Concept in the sport of cricket

In cricket, a team's innings ends in one of the following ways. In cases 1 and 2, the team are said to be all out, because they do not have two players available to bat.

1. All but one of the batsmen are out.
2. The batting side only has one not-out batsman who is still able to bat (the others are incapacitated through injury, illness or absence; see retirement).
3. The team batting last scores the required number of runs to win.
4. The game runs out of time for either side to win, and so finishes as a draw.
5. The set number of overs (sets of 6 deliveries) have been bowled (in limited overs cricket).
6. The team's captain declares the innings closed.
7. The Match Referee decides that one team has forfeited the game.

Law 13 covers the end of the innings.

==Taking wickets==
When the bowling team has dismissed all but one of the batsmen the innings is said to be over. The batting team is said to be 'all out' or 'bowled out'.

For example, in most games, each side has 11 players, so 10 wickets need to be taken to bowl a side out.

There is an exception to this rule if one or more batsmen are injured and/or ill and cannot bat. In such cases, when only one batsman remains not out and capable of batting, the innings is over.

In the case of a Super Over innings, only two batsmen must be dismissed for the innings to be over.

==Overs bowled==
In some games, each team is allocated a set number of overs and its innings is closed once they have been bowled (subject to the innings not ending by another method beforehand).

A restriction can be imposed in a one-innings game, or in the first innings of a two innings game.

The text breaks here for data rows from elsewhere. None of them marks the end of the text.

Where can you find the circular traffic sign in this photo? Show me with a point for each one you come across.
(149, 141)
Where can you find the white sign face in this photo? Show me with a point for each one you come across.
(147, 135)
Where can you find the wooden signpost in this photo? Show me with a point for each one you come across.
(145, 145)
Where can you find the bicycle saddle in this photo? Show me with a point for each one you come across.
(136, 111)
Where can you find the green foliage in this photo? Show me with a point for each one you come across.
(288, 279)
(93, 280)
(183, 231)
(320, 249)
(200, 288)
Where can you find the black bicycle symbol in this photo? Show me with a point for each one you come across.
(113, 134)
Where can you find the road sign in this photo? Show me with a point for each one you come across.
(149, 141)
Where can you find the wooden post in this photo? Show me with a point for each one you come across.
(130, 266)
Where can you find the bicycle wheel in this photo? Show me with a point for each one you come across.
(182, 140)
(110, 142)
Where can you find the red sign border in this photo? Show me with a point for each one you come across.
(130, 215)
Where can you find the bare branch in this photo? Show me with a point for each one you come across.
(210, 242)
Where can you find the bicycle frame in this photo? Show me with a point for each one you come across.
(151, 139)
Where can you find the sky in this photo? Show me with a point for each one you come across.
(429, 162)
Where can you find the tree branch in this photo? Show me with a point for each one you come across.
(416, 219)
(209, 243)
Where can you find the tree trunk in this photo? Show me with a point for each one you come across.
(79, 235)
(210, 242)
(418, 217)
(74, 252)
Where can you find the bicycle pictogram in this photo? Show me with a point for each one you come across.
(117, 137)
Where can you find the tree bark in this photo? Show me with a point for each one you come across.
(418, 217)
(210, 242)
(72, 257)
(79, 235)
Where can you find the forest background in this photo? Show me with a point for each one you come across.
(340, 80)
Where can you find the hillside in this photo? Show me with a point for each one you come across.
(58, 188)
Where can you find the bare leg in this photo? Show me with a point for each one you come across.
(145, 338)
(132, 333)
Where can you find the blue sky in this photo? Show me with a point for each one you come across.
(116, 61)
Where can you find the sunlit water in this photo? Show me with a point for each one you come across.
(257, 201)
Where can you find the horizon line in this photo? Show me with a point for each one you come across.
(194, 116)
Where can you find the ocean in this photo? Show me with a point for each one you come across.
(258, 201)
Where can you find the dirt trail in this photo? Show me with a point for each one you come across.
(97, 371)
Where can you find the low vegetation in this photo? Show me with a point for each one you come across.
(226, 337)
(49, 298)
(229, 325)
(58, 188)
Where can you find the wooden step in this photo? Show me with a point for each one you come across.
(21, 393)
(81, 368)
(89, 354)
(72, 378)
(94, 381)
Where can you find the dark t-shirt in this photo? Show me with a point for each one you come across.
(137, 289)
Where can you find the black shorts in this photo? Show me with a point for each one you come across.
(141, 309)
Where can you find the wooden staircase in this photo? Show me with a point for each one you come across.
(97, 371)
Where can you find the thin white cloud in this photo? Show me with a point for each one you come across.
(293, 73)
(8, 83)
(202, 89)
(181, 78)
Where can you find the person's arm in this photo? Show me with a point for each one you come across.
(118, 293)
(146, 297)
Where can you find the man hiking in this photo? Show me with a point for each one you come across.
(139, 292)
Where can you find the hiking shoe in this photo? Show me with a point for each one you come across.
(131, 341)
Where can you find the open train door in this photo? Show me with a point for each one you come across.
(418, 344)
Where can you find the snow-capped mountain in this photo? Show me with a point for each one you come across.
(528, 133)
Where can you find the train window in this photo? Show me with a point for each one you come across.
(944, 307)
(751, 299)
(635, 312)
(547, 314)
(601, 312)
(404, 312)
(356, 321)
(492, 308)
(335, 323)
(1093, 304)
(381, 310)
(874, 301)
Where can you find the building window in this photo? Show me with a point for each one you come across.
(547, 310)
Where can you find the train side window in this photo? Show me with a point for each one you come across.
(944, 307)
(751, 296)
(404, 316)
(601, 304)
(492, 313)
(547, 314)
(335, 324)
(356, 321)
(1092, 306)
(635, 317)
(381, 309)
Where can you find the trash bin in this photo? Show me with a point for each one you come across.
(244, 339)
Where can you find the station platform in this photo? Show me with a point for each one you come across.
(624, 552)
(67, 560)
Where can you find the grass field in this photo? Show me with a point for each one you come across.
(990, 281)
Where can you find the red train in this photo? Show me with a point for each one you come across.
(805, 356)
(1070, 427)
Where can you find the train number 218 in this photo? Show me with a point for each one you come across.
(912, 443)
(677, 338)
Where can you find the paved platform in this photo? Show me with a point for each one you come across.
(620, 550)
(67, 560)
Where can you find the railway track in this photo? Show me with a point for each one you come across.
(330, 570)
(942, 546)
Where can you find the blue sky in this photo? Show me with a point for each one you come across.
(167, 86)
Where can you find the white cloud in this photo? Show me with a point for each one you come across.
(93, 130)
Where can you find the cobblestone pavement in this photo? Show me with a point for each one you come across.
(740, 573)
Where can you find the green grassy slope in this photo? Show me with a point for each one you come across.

Where such a restriction is imposed in a one-innings game, it is said to be a limited overs match. An example of this is an ODI match, where each team can bat for only 50 consecutive overs. Once the 50 overs are up, and the team has not been bowled out, the innings is closed. If rain intervenes so that all the allocated overs cannot be bowled in the time available for the game, the overs restriction may be modified so that the game may be completed in the time that remains.

==Declaration==

If the captain of the batting team feels that his team has amassed a sufficiently large score, he, or the batsmen at the crease deputising for him, may end his team's innings voluntarily by declaring. This option does not apply to limited overs matches. Declarations allow the declaring side to use all the remaining time to attempt to gain the wickets necessary for victory. The strategic consideration is to gamble a certain draw for a possible victory, while risking defeat if the target is achieved by the incoming batting side.

==Achieving the target==
If one team has completed all of their scheduled innings, while the other team has not, then the initial team is said to have set a "target", which is the number of runs they have scored plus one, that the other team must "chase". If the chasing team manages to achieve the target, their innings is ended and they win. In rain-affected matches in which the Duckworth-Lewis method applies, the target to be reached may be less than the actual target set by the first batting side. In a two-innings match where the follow-on has been enforced, the initial batting team may have to chase the target set by the other team.

==Forfeiture==

In the event of the match being disrupted by unruly fans of the host team, the Match Referee may cede the match to the visiting team, if they are in a vantage position.